Le port de Rusellae fait l’objet de deux hypothèses : soit il s’agissait d’une escale sur pilotis, construite grâce à l’exploitation des forêts du territoire et se trouvant au pied de la colline de Roselle, là où le lac Prilius devait arriver ; soit il était situé vers Grosseto, sur la voie allant vers l’Ombrone et éloigné de Vetulonia.
À l’Est de la cité, à l’extérieur des fortifications, se trouve la nécropole étrusque datant des VIIé et VIè siècle avant J.-C., réutilisée par la suite. Elle est disposée en terrasse, faite de tombes constituées de petits hypogées contenant des chambres carrées, un couloir d'entrée, un toit recouvert d’un monticule.

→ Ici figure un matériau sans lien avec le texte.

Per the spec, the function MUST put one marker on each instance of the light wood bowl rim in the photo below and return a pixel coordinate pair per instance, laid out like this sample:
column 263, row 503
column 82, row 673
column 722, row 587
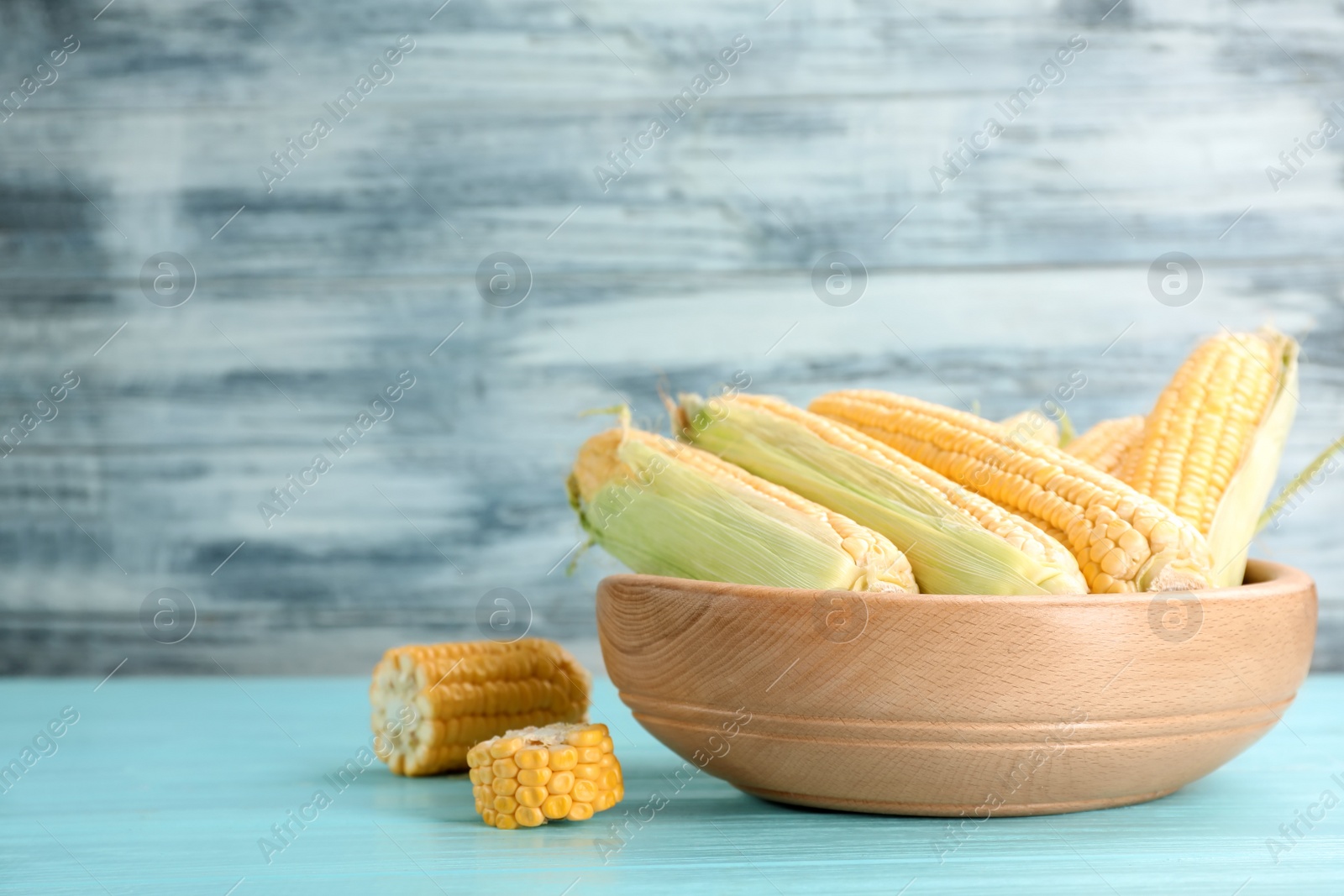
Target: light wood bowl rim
column 1269, row 579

Dans un espace destiné à l’origine à de nombreuses sépultures d’enfants, on a trouvé une grande tombe à tholos, comme à Tirynthe, qui devait appartenir à des notables de la cité.
La ville hellénistique et romaine, quant à elle, se situe à l’Ouest de la vallée et s’organise, comme toute ville romaine, autour d’un forum, où se croisent les deux grands axes que sont le cardo et le decumanus. La particularité de la cité réside dans le fait que le cardo maximus se termine inhabituellement au point de croisement avec le decumanus maximus, formant avec lui un angle droit. Une telle variante est probablement due soit au respect des structures urbaines, soit à la géomorphologie du lieu, qui, à l’Ouest, donne sur la plaine. On trouve autour du forum une basilique, un autre édifice nommé « basilique des Bassi », le temple des flamines Augustales, l’amphithéâtre situé au sommet de la colline Nord, des domus dont la domus dite « des mosaïques » contenant un édifice thermal et les thermes d’Arzigius.
Le forum est situé dans une zone qui a été asséchée à l’époque romaine. Il a été construit à l’époque d’Auguste puis recouvert de travertin au Ier siècle après J.-C. Il est situé à l’Ouest du cardo maximus.
La basilique romaine date du Ier siècle avant J.-C. De forme rectangulaire, elle est bâtie dans une maçonnerie complexe qui mêle opus reticulatum (petits moellons de forme pyramidale en pierre dont la disposition, à 45° de l’horizontale, dessine sur le mur comme un filet) et opus vittatum (petits moellons rectangulaires en pierre, disposés en bandelettes). Elle possédait une colonnade intérieure, dont il ne reste aujourd'hui que la base d'une colonne. Ses murs étaient recouverts de marbre et contenaient des niches dans lesquelles étaient placées des statues de la dynastie Julio-Claudienne. C'était l'un des centres de la vie publique à l'époque romaine. Une plate-forme surélevée accueillait les magistrats qui y rendaient la justice.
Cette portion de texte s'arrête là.